2. Recommended electrophoresis conditions
Constant voltage of 150 V for approximately 35 min, or constant voltage of 200 V for approximately 25 min.
Precautions
1. The gel prepared with this product must be used with the dedicated PG610 electrophoresis buffer; do not substitute with other electrophoresis buffers, as doing so will prevent achieving optimal electrophoresis results.
2. When performing Western blot transfer, the transfer conditions for standard 10% PAGE gels may be used for gels prepared with this product.
3. If better separation of low-molecular-weight protein bands is required, simply adjust the ratio of the resolving gel solution to the resolving gel buffer to 1.1:1 when preparing the gel; conversely, for better separation of high-molecular-weight protein bands, adjust the ratio to 0.9:1.

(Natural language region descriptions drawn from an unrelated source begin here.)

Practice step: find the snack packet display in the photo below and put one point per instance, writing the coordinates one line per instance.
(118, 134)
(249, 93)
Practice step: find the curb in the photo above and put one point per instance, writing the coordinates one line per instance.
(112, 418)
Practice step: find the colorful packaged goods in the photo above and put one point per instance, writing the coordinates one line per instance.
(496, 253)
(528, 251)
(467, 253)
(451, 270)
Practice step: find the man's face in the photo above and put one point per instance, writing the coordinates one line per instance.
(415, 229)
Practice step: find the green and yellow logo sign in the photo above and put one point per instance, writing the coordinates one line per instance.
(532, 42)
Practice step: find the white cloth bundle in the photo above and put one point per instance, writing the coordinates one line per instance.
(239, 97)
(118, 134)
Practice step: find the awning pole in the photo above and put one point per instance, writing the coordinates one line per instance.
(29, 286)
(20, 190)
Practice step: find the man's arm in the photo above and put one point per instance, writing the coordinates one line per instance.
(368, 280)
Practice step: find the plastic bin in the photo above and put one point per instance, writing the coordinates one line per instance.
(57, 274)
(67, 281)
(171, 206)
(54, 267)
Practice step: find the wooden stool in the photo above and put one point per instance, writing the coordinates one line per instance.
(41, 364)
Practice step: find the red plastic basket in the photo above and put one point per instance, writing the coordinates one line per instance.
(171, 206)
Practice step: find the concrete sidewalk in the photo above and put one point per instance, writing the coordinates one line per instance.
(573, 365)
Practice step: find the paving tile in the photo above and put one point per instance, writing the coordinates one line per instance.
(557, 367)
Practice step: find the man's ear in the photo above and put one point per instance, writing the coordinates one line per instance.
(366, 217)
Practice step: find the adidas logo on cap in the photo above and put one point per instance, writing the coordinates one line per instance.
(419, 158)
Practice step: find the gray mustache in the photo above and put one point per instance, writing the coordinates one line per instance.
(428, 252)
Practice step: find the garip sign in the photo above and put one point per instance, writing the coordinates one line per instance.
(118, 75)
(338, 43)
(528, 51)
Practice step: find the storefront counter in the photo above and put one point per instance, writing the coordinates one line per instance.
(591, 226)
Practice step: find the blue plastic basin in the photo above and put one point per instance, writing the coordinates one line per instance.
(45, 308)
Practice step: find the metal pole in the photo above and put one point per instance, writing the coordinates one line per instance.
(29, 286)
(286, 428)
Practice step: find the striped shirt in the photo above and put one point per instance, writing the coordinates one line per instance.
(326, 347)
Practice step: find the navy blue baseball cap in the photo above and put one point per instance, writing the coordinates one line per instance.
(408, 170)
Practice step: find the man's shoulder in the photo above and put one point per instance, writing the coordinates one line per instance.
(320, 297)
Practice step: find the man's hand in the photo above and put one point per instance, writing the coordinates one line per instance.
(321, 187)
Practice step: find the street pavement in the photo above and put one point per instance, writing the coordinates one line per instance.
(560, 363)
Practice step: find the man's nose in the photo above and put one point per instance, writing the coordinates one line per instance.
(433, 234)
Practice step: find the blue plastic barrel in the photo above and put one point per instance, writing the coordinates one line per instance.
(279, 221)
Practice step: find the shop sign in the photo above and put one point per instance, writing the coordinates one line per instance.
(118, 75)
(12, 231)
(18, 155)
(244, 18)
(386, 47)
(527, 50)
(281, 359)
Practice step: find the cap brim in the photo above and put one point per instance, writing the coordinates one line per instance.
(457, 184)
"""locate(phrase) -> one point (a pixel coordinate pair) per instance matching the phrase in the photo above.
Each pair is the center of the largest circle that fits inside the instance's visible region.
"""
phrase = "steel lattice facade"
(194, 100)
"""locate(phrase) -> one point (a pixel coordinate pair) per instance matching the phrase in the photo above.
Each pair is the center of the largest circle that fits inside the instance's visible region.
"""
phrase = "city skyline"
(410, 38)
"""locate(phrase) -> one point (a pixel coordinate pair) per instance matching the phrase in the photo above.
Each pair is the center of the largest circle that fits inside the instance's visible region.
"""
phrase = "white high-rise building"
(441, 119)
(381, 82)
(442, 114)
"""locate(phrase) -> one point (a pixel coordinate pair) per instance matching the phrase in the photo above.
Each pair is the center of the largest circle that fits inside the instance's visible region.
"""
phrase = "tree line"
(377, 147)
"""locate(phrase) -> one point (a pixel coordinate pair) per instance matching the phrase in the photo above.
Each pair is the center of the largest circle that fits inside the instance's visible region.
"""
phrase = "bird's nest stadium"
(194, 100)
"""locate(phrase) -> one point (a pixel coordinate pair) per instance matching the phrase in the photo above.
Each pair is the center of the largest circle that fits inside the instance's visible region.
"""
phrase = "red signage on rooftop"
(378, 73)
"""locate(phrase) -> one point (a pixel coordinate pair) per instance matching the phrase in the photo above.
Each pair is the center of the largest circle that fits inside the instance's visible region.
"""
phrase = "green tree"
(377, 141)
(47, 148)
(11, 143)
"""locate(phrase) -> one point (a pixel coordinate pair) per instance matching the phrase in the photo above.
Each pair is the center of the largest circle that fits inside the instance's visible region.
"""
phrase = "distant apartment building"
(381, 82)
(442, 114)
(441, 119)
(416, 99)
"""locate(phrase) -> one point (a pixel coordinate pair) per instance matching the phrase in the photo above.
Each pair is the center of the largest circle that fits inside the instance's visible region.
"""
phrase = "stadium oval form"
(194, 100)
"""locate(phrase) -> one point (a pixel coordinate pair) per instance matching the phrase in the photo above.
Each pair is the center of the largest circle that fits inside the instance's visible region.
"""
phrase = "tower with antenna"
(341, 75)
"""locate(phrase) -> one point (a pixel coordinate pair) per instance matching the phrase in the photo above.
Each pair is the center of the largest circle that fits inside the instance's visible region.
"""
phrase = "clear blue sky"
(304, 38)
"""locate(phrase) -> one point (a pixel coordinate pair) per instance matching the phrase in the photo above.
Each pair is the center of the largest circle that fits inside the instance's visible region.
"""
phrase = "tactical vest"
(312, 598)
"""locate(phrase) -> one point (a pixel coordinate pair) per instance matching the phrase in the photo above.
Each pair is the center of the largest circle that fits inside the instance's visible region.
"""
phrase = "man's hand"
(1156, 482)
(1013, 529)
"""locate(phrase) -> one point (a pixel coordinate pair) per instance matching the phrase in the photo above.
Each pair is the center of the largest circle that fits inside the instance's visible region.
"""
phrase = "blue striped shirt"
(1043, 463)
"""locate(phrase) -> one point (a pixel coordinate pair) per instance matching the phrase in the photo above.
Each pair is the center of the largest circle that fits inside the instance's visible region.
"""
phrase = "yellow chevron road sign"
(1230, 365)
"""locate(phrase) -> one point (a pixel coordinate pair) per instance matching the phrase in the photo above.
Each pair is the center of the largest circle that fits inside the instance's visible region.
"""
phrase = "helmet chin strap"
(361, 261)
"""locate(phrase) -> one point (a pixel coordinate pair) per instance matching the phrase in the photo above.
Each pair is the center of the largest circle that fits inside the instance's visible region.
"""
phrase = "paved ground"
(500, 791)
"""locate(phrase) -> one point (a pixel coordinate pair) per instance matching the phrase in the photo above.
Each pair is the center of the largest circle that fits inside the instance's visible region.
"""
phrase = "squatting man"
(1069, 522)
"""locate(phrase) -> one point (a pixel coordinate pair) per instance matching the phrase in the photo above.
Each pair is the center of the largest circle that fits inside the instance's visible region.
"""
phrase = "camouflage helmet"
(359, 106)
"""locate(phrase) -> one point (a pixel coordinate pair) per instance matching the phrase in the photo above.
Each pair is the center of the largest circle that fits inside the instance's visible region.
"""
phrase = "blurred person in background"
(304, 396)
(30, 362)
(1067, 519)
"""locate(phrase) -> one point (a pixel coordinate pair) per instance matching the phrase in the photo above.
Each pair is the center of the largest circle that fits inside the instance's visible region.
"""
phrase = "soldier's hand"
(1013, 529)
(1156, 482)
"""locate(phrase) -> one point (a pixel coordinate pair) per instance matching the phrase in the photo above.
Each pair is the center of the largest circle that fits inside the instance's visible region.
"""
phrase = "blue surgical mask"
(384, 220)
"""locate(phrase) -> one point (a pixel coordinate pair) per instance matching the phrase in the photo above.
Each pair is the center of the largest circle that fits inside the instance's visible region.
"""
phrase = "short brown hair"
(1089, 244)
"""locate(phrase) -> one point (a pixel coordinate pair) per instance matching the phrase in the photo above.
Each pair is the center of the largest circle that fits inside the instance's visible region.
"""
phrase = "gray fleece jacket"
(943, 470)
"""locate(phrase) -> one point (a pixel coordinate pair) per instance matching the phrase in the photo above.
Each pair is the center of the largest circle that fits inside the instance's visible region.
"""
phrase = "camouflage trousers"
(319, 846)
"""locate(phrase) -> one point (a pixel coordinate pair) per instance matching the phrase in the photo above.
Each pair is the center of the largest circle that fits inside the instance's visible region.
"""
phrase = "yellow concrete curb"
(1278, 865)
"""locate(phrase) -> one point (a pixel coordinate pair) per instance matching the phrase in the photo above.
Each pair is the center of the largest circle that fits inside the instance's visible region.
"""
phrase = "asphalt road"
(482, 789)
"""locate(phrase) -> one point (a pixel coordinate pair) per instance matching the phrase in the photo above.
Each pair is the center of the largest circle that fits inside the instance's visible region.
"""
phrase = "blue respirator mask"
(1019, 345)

4. The usage amount of the modified coagulant serves only as a reference; the actual quantity may be adjusted based on individual experimental habits and experience. The gelation rate is significantly positively correlated with temperature. Under identical conditions, a higher temperature results in a faster gelation rate; therefore, it is advisable to reduce the amount of modified coagulant if the room temperature is excessively high. Conversely, if the room temperature is low, the gelation time may be appropriately extended.
5. Equilibrating the gel solution and buffer to room temperature (e.g., by letting them sit for a few minutes) before preparing the gel can effectively prevent the formation of air bubbles within the gel.
6. For your safety and health, please wear a lab coat and disposable gloves while performing the procedure.
7. This product is for research use only.